El riesgo político y psicológico de este modelo es que el cuidado emocional termina organizado alrededor de infraestructuras propietarias cuya lógica fundamental no es el bienestar colectivo sino la captura de atención y datos. La persona puede sentirse escuchada, validada o acompañada, pero esa sensación de intimidad ocurre dentro de arquitecturas optimizadas algorítmicamente para prolongar el vínculo y reducir el encuentro. 

La relación se vuelve cada vez más intensa emocionalmente pero nos aislamos socialmente sin remedio. Dicho de otra manera, la intimidad sintética que establecemos con las infraestructuras actuales está poniendo en riesgo progresivamente las redes humanas, los espacios comunitarios y las formas colectivas de cuidado que siempre les han caracterizado.

Frente a este paradigma, las líneas emergentes de SOReDi permiten imaginar una dirección radicalmente distinta: una IA prosocial capaz de fortalecer la autonomía y las capacidades democráticas.

La IA prosocial no se concibe como un “sustituto emocional perfecto”, sino como una infraestructura de mediación y cuidado colectivo. Su diseño parte de metodologías participativas inspiradas en el trabajo de Platoniq sobre democracia digital, safe(r) spaces, tecnopolítica y co-diseño con comunidades vulnerabilizadas. Y esto implica que las propias personas afectadas por la ansiedad, la exclusión, la precariedad o la discriminación participan en la definición de:

→ límites éticos → protocolos de derivación → formas de lenguaje → mecanismos de pausa → criterios de cuidado → señales de dependencia → formas de rendición de cuentas → y del tipo de presencia que la IA debería y no debería asumir.

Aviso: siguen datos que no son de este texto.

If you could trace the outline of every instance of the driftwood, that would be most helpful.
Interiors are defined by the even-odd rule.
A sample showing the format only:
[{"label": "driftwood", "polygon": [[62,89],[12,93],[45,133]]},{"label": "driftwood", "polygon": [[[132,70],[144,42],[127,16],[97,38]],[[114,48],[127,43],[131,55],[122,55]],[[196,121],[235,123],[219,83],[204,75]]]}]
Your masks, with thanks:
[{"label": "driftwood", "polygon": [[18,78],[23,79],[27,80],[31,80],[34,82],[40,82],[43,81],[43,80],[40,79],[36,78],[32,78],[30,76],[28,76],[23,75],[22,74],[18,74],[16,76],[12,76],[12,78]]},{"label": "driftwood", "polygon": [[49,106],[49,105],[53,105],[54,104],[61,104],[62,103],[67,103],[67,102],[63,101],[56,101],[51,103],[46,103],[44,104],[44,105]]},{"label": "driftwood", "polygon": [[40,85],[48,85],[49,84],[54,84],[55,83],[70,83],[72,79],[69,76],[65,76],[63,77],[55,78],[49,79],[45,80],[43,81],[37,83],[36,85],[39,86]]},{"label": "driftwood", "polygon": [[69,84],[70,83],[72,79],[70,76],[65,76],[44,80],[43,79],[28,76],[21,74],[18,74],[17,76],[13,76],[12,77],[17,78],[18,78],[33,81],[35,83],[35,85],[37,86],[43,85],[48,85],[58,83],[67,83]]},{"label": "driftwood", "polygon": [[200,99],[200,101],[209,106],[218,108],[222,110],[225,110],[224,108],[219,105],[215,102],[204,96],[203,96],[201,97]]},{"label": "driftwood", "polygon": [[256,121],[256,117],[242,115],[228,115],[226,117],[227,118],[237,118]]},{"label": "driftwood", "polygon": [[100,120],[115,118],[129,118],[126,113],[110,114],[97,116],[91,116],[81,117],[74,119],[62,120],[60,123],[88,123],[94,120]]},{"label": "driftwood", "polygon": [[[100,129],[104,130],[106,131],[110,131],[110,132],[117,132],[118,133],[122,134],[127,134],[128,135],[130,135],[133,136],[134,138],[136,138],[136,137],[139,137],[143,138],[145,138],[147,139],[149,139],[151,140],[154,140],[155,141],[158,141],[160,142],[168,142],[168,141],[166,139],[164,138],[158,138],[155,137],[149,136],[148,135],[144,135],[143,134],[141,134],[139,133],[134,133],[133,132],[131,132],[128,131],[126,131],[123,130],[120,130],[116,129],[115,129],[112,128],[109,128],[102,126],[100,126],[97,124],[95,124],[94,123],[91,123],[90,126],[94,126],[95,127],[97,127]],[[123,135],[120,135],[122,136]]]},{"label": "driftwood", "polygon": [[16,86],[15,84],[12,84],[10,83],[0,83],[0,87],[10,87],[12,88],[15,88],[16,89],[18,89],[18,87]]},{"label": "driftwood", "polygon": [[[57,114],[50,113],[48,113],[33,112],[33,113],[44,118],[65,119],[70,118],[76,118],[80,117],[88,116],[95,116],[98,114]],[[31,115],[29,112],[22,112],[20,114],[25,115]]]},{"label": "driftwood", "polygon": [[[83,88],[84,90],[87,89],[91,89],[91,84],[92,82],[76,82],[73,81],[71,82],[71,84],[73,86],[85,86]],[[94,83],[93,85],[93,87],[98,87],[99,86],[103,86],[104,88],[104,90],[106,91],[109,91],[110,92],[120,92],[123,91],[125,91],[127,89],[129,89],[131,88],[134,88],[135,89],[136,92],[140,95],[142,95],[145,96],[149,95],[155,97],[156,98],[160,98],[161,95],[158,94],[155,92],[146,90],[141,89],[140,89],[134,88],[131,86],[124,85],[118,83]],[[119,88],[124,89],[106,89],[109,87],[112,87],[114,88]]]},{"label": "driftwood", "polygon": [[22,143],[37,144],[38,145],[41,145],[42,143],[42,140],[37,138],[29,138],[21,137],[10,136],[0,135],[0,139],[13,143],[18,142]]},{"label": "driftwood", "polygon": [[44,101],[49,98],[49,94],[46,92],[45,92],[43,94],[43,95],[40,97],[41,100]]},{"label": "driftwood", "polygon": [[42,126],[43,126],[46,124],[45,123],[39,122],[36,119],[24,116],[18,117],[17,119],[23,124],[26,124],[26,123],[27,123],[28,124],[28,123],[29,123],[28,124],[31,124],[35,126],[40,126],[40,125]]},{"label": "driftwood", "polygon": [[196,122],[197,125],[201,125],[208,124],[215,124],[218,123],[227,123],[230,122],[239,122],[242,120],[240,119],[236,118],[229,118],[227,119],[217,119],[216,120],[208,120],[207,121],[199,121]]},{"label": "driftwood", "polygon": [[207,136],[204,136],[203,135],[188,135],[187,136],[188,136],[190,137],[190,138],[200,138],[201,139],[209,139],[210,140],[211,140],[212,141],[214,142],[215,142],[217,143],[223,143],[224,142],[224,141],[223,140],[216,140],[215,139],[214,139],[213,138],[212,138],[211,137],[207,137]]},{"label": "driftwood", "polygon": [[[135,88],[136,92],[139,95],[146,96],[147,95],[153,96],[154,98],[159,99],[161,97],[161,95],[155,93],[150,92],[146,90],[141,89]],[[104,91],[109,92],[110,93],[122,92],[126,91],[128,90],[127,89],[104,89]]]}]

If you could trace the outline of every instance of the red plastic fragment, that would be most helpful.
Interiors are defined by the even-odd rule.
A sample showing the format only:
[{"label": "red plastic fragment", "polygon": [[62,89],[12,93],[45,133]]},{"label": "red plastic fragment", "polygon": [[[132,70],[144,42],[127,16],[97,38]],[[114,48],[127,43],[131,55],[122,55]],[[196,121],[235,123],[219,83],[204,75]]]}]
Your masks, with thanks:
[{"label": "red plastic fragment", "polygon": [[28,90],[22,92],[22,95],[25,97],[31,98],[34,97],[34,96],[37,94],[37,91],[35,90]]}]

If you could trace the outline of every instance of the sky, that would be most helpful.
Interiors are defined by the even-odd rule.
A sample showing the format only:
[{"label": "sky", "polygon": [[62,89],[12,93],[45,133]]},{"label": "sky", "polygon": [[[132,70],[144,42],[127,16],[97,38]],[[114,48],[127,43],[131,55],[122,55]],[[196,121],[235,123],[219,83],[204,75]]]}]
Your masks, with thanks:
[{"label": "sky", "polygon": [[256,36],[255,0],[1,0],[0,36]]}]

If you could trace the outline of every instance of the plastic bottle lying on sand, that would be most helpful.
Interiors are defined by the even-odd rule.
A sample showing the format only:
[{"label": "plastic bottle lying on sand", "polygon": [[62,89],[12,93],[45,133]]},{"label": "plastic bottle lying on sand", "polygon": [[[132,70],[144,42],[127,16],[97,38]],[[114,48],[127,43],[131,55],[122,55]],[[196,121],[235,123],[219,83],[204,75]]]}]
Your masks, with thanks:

Mientras el apego terapéutico parasocial tiende a encerrar a la persona dentro de una relación con la máquina, una IA prosocial debería hacer exactamente lo contrario: abrir hacia procesos deliberativos y formas de apoyo mutuo. No busca convertirse en “el mejor amigo” ni en un terapeuta omnipresente, sino actuar como facilitadora de conexiones sociales reales e imperfectas.

En esa oposición aparece una diferencia fundamental de paradigma:

→ el modelo parasocial optimiza permanencia → el modelo prosocial optimiza emancipación

→ el primero reduce fricción para mantener dependencia → el segundo introduce fricción ética para preservar agencia

→ el primero personaliza intimidad → el segundo fortalece capacidades colectivas

→ el primero privatiza el cuidado → el segundo democratiza infraestructuras relacionales

Esta tensión conecta profundamente con debates contemporáneos sobre libertad cognitiva, soberanía tecnológica, infraestructuras de cuidado y resiliencia democrática. También dialoga con la trayectoria de Platoniq en el diseño de tecnologías participativas que no sustituyen la acción colectiva, sino que la amplifican y la hacen más accesible para comunidades históricamente excluidas de los procesos de decisión y cuidado.